Vanwege de gespannen internationale toestand vorderde de Koninklijke Marine op 24 augustus 1939 de “Indus” ten behoeve van de Bewakings en Onderzoeksdienst en het schip kwam onder commando van een marineofficier. De marine bracht haar in de vaart als bewakingsvaartuig voor de zeegaten onder registratienummer “BV 36”. De sleepboot werd voorzien van een kanon en zoeklicht en kreeg marinekannoniers aan boord. Haar taak werd het controleren van de in- en uitvarende zeescheepvaart.
Na de Duitse inval op 10 mei 1940 nam de Kriegsmarine de Indus in beslag en deelde het in bij het Lazarett Verband (Nederlandse Zeereddingsdienst) onder registratienummer “LAZ 11” de sleepboot werd omgebouwd tot hospitaal-reddingsschip, wit geschilderd en voorzien van rode kruisen. De taak van de “Indus” werd nu het redden uit zee van vliegtuigbemanningen en drenkelingen en het slepen van schepen welke tijdens gevechten of door zeemijnen beschadigd waren.
Aanval op de “LAZ 11” op de Noordzee voor Schouwen.
In de nacht van 22 op 23 september 1940 lag de LAZ11 voor anker onder de kust van Schouwen – Duiveland. De zeesleper “Indus” stond onder commando van kapitein Meindert Cornelis de Graaf (50 jr.) afkomstig uit Rotterdam. De bemanning van de sleper bestond uit 18 koppen, voornamelijk Nederlanders aangevuld met enkele Duitse militairen ter bewaking van de bemanning.
Het schip lag op 51 graden 55 minuten Noorderbreedte en 3 graden en 31 minuten Oosterlengte stand by om drenkelingen van tot zinken gebrachte schepen en neergestorte vliegtuigen te redden. Het was een heldere nacht, volle maan en een rustige zee.

Omstreeks 03.15 uur zag de bemanning oranje-rode lichtkogels in de lucht. De kapitein liet hierop de rode kruis tekens op de schoorsteen verlichten en de scheepssirene loeien. Kort daarop kwam een salvo projectielen voor de LAZ11 in het water terecht. De bemanning kon het oorlogsschip niet waarnemen. Zij zagen alleen het mondingsvuur van de kanons. Een tweede salvo volgde, die granaten kwamen achter het schip in het water. Direct daarop kwam het derde salvo. Die granaten waren raak. De granaten sloegen midscheeps in, sloegen een gat in het dek en veroorzaakten in de machinekamer een ketelexplosie. Ook het roer raakte beschadigd terwijl een granaat aan bakboord in het dek sloeg en grote schade in het kombuis en de proviandkamer veroorzaakte. De verlichting van het schip was ook uitgevallen. De beschieting heeft 10 minuten geduurd.

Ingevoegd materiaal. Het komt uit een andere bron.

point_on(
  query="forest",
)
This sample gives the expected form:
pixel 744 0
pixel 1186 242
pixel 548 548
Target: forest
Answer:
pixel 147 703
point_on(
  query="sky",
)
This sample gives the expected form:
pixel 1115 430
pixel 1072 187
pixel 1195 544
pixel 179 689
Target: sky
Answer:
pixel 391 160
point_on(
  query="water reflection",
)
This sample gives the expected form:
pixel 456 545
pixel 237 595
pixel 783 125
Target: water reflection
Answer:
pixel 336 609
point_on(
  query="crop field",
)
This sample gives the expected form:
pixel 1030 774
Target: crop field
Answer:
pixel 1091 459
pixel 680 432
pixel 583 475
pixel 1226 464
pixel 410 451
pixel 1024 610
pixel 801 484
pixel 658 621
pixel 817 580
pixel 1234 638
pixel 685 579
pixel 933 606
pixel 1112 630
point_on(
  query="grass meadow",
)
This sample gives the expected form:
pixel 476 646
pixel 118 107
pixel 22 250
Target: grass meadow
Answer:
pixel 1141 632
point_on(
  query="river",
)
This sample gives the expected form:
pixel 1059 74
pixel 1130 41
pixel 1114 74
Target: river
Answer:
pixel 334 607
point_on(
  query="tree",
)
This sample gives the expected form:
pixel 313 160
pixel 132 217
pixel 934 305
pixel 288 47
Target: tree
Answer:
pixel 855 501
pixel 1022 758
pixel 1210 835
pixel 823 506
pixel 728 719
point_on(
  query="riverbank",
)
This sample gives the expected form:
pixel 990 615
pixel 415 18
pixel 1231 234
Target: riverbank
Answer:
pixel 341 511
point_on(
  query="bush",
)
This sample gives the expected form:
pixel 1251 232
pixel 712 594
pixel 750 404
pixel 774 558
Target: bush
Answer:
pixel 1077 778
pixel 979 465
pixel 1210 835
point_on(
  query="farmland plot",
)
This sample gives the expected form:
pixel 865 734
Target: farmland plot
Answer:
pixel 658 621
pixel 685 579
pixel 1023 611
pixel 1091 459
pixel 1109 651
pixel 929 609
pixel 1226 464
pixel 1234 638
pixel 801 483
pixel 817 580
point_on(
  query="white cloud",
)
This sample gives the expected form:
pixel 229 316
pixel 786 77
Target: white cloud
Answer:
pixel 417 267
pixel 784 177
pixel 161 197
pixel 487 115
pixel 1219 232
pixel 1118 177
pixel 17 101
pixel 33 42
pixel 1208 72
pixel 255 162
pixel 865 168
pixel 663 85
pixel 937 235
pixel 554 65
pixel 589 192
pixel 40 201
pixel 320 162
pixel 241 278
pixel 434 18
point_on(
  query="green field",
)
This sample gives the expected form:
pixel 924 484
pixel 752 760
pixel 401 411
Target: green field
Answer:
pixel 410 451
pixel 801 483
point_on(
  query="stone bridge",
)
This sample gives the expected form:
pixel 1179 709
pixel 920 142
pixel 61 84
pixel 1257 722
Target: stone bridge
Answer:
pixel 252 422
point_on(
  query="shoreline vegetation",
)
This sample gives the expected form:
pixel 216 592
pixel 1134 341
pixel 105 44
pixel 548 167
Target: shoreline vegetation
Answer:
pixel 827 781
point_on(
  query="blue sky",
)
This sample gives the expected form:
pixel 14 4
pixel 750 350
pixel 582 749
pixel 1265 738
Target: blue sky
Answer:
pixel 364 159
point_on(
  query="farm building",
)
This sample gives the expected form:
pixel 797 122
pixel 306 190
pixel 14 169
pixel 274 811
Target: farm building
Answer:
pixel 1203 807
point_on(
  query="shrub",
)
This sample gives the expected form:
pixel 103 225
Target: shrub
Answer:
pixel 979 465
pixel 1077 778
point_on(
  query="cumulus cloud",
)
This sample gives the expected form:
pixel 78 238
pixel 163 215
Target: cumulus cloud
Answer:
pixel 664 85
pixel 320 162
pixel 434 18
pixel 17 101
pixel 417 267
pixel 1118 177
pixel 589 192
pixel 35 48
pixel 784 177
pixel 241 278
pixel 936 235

1e Machinist Groeneveld ging direct het ketelruim in, dit stond vol hete stoom. Hij haalde tremmer Hermsen, die overdekt was met zware brandwonden, uit dat ruim en bracht hem aan dek waarna hij de andere gewonden ging verzorgen.
Omdat de sleepboot stuurloos en zwaar beschadigd was, gaf kapitein De Graaf bevel om het schip te verlaten. De kapitein en het merendeel van de bemanning ging in de stuurboord sloep waarna men de boot liet zakken. Tijdens het zakken schoot de voorste takel uit de bevestiging waarna de sloep met een klap in het water viel. De mannen in de sloep vielen in het donkere water.
De 1e machinist Groeneveld stond nog op het dek en had de tegenwoordigheid van geest om een vanglijn naar de drenkelingen te gooien. De mannen pakte deze lijn vast en zagen kans om de sloep, die inmiddels behoorlijk vol water was gelopen, langszij de sleepboot te krijgen waarna men aan boord kon klimmen.
De kapitein hield hierop appél en stelde vast dat er door de ketelontploffing één man was gedood, één man zwaar gewond en twee man lichtgewond. Tijdens het te water laten van de reddingsloep waren zes bemanningsleden verdronken. Zij hadden geen kans gezien om in het donker de vanglijn of de sloep vast te pakken.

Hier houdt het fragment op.